The Woodland trail (about 2.9km) is marked by the symbol of a Horse Chestnut leaf and flower on a green background. This route is a mixture of tarmac paths and surfaced drives, including steep descents and climbs. The Woodland trail starts at the car park ,passing the former Walled Garden on the same route as the Heritage trail. Crossing the Plean Burn and running alongside the events field and through woodland to come out at the Gamekeepers Cottage. The trail joins the drive leading up from the Forrester's Lodge and runs through mixed woodland before descending to join the South Drive near the lade. The trail continues down the South Drive which runs alongside the Plean Burn, before climbing up through mixed oak and beech woodlands. Continuing through an area of self seeded scrub and passing by the Fire ponds. The trail passes through mixed woodland and by a wooded roundel before crossing meadow and returning to the car park.
The Horse trail ( about 4km) is marked by a horseshoe on a yellow background.
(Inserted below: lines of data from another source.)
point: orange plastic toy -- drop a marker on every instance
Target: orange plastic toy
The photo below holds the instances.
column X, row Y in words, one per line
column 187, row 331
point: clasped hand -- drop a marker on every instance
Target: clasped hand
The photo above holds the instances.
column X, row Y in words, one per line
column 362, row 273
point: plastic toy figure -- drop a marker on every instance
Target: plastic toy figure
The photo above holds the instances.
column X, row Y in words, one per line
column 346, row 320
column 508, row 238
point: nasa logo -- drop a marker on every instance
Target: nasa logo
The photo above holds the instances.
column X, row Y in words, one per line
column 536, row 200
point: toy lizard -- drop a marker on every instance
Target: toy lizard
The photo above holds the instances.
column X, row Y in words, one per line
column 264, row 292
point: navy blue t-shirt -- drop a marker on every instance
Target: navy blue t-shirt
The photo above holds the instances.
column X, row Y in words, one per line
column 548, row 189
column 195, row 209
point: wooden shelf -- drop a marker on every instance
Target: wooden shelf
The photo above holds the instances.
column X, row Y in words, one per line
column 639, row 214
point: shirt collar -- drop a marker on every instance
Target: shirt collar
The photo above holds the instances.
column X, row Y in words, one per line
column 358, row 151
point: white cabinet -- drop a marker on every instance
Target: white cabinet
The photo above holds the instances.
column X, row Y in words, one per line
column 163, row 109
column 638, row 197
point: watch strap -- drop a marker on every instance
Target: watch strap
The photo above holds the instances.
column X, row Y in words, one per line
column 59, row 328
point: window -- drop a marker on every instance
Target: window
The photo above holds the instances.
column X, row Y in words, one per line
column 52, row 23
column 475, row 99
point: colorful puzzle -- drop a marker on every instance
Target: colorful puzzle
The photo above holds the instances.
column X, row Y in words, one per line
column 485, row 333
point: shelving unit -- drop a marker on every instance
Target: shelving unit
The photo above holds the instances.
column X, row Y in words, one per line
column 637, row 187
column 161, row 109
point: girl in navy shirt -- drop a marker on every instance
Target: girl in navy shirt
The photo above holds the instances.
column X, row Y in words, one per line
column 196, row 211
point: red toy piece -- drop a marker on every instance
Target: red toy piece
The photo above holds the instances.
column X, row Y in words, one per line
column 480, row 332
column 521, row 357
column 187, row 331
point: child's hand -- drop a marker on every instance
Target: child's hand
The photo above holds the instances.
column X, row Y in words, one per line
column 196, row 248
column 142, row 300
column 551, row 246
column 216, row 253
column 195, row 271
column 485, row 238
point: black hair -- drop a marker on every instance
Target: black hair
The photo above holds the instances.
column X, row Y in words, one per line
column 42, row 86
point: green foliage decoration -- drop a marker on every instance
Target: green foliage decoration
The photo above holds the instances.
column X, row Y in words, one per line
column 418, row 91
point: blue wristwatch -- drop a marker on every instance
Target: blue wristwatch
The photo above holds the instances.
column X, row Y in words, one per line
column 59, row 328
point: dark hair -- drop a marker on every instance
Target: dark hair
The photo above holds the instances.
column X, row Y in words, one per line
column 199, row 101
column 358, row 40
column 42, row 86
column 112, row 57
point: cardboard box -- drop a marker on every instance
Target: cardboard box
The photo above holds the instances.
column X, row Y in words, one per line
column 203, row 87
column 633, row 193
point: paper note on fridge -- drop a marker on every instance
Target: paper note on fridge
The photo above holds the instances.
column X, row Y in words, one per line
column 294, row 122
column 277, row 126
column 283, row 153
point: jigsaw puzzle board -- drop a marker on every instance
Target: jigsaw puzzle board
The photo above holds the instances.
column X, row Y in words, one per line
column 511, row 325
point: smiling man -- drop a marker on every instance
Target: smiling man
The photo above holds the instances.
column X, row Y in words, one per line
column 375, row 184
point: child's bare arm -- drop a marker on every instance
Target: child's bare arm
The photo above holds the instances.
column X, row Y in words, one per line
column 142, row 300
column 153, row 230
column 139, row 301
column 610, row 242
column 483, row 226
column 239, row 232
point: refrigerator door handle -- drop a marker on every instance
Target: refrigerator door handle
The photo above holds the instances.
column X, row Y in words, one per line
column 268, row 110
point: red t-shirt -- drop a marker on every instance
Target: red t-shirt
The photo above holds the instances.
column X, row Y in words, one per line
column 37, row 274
The trail covers a variety of mostly unsurfaced tracks which include both the north and south bings. The Horse trail leads from the designated trailer park accross the Plean Burn, passing by the Old Quarry before crossing what is known as Sandy Lane and circling the south bing where the equestrian jumps are accessable. The route returns accross Sandy Lane and descends down the canter section to the Stable block ruin. The trail then goes of to the right and folows along the side of the Plean burn to join the South Drive before climbing up to the western edge of the meadow and descending again to the Fire Ponds. The trail then climbs up onto the ridgeline of the north bing passing close to the boundary with Plean Pre-cast and joining the North Drive. A new section of Horse trail has recently been added which takes riders from the North drive through the wood and by the end of the car park before crossing the main entrance drive and leading back to the trailer car park.